Total amount founded to UHD: $899,750.00
Total grant amount: $899,750.00
Grand Duration: October 15, 2007 - September 30, 2012
Partner schools: none
Any other relevant information on the grant: The program promotes curriculum changes in UHD's programs in Biology and Mathematics, e.g., the creation of a new Calculus sequence for Life Science majors.
- Students must commit to 2 semesters and one 10-week summer in which they participate in research, directed studies in areas relevant to their project, and take courses in biology and mathematics as assigned by their UBM advisors.
- Minimum course requirements include General Biology I/II, Calculus I/II, and one upper-division course in biology and mathematics.
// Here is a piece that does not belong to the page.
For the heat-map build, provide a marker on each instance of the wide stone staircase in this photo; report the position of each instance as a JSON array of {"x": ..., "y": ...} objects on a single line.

- Students will present their work at local, regional, and national meetings (funds are available for travel)
- Maintain a minimum of 3.0 GPA in science and math in every semester the student participates in the program
- Semester stipends: $1875 / 10 hrs per week effort in research
- 10-week summer session: $5000 / 40 hrs per work effort in research
Eligibility and Application Form
Click here for grant information
Click here for Application Form (December 1, 2010 by noon in S716)
In order to be considered for this training program, applicants must meet the following minimum requirements:
- Be a citizen or permanent resident of the US
- Be a declared major in mathematical or life sciences at UHD
- Have a minimum 2.5 Grade Point Average
Research Projects and Faculty
Project description: Coastal Prairie was once the dominant ecosystem throughout much of the Gulf Coast region of Texas and Louisiana. Now, only remnants of native prairie remain. Efforts are being made to preserve these remnants and to restore disturbed areas to native conditions. It is important to these efforts to develop a better understanding of Coastal Prairie ecology than currently exists. This study focuses on the ecology of Coastal Prairie and how soil microbial communities, particularly fungi, are affected by farming and restoration. To address this question we will monitor and analyze changes in fungal communities within bulk soil and the root rhizospheres of four native grass species throughout a restoration process. Molecular genetic analyses will be used for these studies. A simulated mathematical model based on statistical techniques (mean, confidence interval, and standardization, etc.), fuzzy analysis, and Principal Component Analysis (PCA) will be developed to analyze population structures of farmed and native Coastal Prairie Ecosystems during the restoration process.
Project Description: In environments with sufficient moisture and nutrients, microorganisms grow as biofilms. A biofilm is a community of microbes that are growing attached to a surface and are encased in polymers that they have synthesized and secreted. This mode of living protects the microbes from the environment. Some studies have found that fluid shear influences the physical properties such as density and strength of biofilm. For instance, biofilms grown at higher shear are smoother and denser than those grown at low shear. A question we ask is how the shear stress effects the cell growth in a biofilm? How is the mechanical force transferred to the cells? Is there a biomechanical process involved? How do mechanical forces affect cell signals? In this project we will investigate the mechanism of biofilm formation and try to answer some of the proposed questions. Mathematical models using partial differential equations and qualitative and quantitative biochemical and molecular analyses will be used to address these questions.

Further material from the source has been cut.